Не запачкайся

Не дело это.

Микаса замечает кусок земли, забившийся под истёртый клиновидный ноготь на правой руке и тотчас принимается терзать его ногтем на конечности левой, сталкивая огрубевшие пальцы в братоубийственной войне, тем самым лишь запихивая сутулого иждивенца ещё глубже. Вцепившаяся грязь на миг даёт ощущение некого товарищества, стройной сопричастности к сытым разговорам и хлопчатому откровению после очередной вылазки. Азиатка мотает головой, подобно изжаленной оводами тучной корове, пытаясь согнать под лопатки непрошенные суррогаты прошлого.

Продолжает тереть.

Леви не понравится. Бывший капитан, правда, уже давно не ругается, не шипит и не корчит из себя достопочтенно-привилегированную мразь, даже всегдашнее «идиотское отродье» он спрятал за спину, в начинающий проклёвываться от сидячего образа жизни горб. Мужчина просто смотрит на неё глазами цвета коматозных кораллов и ведёт в ванную. Раздевает и моет, с каким-то матерным пиететом отсчитывает выскобленные ветром и ссаженные потерей рёбра. Целует за исстрадавшемся по сухому звуку ухом, вдыхая запах мыла с такой усладой, будто оно сделано из детей марлийцев.

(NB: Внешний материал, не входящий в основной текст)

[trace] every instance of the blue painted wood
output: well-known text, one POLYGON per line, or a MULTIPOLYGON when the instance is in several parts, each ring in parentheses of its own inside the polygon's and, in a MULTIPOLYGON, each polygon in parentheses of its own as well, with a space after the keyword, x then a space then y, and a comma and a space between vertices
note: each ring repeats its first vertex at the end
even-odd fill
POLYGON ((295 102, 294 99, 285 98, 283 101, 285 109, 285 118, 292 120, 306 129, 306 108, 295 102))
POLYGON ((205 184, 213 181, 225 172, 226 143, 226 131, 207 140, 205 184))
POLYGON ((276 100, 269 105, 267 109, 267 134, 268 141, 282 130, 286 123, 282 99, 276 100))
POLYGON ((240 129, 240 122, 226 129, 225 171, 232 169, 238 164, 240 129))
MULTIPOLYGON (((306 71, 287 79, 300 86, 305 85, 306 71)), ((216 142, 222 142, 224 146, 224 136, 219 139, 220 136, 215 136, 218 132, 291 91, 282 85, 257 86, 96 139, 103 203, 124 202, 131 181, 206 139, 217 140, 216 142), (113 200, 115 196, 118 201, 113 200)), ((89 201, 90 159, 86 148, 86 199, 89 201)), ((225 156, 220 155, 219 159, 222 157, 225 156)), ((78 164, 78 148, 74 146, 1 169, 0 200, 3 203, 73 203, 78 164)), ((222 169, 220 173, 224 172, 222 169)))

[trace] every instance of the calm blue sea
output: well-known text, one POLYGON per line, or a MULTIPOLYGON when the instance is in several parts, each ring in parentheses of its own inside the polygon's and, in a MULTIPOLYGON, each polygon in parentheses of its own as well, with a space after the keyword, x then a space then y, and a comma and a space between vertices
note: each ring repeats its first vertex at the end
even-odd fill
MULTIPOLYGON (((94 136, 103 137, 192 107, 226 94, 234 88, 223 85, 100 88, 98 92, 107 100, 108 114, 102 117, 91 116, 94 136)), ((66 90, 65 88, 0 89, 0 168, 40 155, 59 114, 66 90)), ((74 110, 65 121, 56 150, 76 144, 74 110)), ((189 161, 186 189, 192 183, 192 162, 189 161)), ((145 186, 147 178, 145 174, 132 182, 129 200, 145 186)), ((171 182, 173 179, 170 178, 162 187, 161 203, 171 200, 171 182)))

Фактически, Ривай делает по дому абсолютно всё, и именно это помогает ему забыть, чьё дерево в нескольких десятках шагов на северо-север от крыльца громовым копьём пронзает выщербленный, точно дядюшкина мансарда, закат. Чьё имя клянчат треснувшие от похотливого напора губы во сне; не повелительное смычково-оловянное «Л», но нечто гортанное, идущее по родному букварю гласным подчёркиванием. К двум-трём ночи шёпот лихорадочно срывается в крик — шерстистый, потёртый, кофейный и мреюще-алый. С пятнами солдатской баланды и лимфатического бахвальства. В венце из отрубленных рук. Леви вскакивает как заведённый, прижимает знобящее тельце к себе, кладёт ладонь на терновую макушку, закрывая родничок, и молчит в пик скулящим всхлипам до самого утра. Ровно в шесть, с восходом битого солнечного диска, девушка перестаёт вымаливать у цикад его имя. Затем — по казарменному привычный распорядок.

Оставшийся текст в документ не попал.